Dans l’orbite des liaisons dangereuses : le « roman » posthume de Gaétan Soucy

imagesKafka nous a laissé une «Lettre au père» jamais envoyée à son destinataire, mais qui figure maintenant parmi les textes essentiels de cet auteur. Gaétan Soucy, décédé prématurément en 2013, nous laisse un texte inachevé qui prend la forme d’une longue lettre destinée à une jeune fille dont on ne sait si elle a réellement existé ou si elle condense de multiples figures féminines. De nombreux indices nous portent à croire qu’il ne s’agit pas d’un pur montage littéraire, mais bien d’une «vraie» lettre, que l’auteur aurait décidé après coups d’amplifier et de retravailler pour la dégager du référentiel autobiographique.
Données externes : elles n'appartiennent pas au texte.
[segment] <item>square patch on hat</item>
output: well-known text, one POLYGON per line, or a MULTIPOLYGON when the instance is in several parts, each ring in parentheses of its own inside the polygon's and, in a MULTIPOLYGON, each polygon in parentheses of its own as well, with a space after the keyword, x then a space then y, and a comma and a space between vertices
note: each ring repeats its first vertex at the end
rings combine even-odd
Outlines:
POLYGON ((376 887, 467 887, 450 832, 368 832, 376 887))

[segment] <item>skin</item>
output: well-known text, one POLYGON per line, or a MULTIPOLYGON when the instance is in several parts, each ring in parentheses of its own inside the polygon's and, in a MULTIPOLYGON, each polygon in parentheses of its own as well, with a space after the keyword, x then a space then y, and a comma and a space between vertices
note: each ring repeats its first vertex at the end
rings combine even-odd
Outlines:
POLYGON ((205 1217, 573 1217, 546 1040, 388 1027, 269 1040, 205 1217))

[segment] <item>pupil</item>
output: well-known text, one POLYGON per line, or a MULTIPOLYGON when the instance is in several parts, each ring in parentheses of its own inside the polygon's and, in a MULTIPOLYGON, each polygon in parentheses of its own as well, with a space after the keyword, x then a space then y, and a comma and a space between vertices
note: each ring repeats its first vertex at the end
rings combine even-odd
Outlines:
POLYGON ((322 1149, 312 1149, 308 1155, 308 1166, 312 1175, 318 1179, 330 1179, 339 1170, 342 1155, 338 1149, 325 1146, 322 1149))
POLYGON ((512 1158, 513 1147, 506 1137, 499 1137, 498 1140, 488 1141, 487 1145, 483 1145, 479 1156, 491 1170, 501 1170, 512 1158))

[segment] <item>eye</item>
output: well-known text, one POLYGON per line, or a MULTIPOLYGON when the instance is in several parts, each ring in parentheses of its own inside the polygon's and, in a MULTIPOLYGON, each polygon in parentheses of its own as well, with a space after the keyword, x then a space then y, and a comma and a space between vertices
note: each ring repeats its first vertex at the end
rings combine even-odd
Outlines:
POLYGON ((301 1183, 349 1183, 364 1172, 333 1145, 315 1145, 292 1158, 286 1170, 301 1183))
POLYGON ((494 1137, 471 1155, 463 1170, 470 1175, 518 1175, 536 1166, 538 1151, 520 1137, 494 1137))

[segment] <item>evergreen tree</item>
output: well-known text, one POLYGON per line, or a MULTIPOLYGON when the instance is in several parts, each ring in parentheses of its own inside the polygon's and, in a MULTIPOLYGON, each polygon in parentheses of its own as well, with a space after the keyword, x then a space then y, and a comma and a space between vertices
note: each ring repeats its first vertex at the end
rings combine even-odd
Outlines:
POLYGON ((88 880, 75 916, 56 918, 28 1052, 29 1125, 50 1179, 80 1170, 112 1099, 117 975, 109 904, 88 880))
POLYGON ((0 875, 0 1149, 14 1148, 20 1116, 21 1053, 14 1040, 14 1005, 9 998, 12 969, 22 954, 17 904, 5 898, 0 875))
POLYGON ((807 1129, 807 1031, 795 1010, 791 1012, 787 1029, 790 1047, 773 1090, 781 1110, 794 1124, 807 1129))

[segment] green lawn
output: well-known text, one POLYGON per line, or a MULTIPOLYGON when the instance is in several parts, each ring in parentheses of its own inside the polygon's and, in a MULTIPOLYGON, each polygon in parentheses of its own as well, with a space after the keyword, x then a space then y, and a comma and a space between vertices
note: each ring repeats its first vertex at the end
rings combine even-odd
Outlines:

Celui qui écrit cette lettre est, tout comme Soucy, un écrivain reconnu et un professeur au collégial. Mais il s’appelle Philippe. Il s’adresse à Amélie, une étudiante brillante. Au bout de quelques mois d’une relation qui, bien qu’intense, semble être restée platonique, Amélie a pris la décision de ne plus revoir Philippe. Il ne peut se résoudre à cette séparation et entreprend la rédaction d’une lettre-fleuve dans le but de faire le point sur leur relation, raconter sa genèse et les moments-clés qui ont mené à l’impasse.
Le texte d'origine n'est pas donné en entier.